The Boy Scouts with the Motion Picture Players eBook

This eBook from the Gutenberg Project consists of approximately 105 pages of information about The Boy Scouts with the Motion Picture Players.

The Boy Scouts with the Motion Picture Players eBook

This eBook from the Gutenberg Project consists of approximately 105 pages of information about The Boy Scouts with the Motion Picture Players.

He had listened to all the talk about ghosts carried on by the other fellows, with more or less interest and amusement, for Hugh refused to believe in spook manifestations.  At the same time he admitted that his heart was fluttering at a much more rapid gait than customary when he started toward one of the doors of the room, using the little electric torch to light his way.

If any one could have read the thoughts that were surging through the boy’s excited mind, they would perhaps have been found to range about in this manner: 

“Ghosts, eh?  Well, I’ve always said there never existed any, and perhaps I’ll have a chance right now to prove it, one way or the other.  A queer kind of a hobgoblin that must be to keep whimpering like a baby, and then fluttering to beat the band.  But what in the wide world can it all mean?  That’s what I reckon on finding out, given half a chance.”

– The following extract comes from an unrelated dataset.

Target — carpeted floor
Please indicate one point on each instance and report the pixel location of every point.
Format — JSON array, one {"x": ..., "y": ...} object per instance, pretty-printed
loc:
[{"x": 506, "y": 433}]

He had reached the door by that time.  Billy had seen to it that the bolt was shot into its socket before he lay down.  More than that, he had even gone to the trouble to fill the keyhole full of crumpled paper, remembering that jibe on the part of one of his chums to the effect that spirits can “ooze like smoke” through even such small apertures.

Hugh had been wise enough to pick up a handy club before starting forth upon his mission of investigation.  He did not anticipate finding a chance to make use of it, but when a man insures his house against fire he really does not expect it to be burned down.  Hugh wanted to be on the safe side, that was all.

Just at that point the boy, was influenced to turn around and cast the light of his torch upon the forms of his four comrades swathed in their coverings.  Not one of them moved, even in the slightest degree, so that, if Hugh was half contemplating inviting company, he found no encouragement there.

Gritting his teeth, the boy calmly drew back the bolt, softly opened the massive door, slipped boldly through the aperture, and then as deftly closed the door behind him.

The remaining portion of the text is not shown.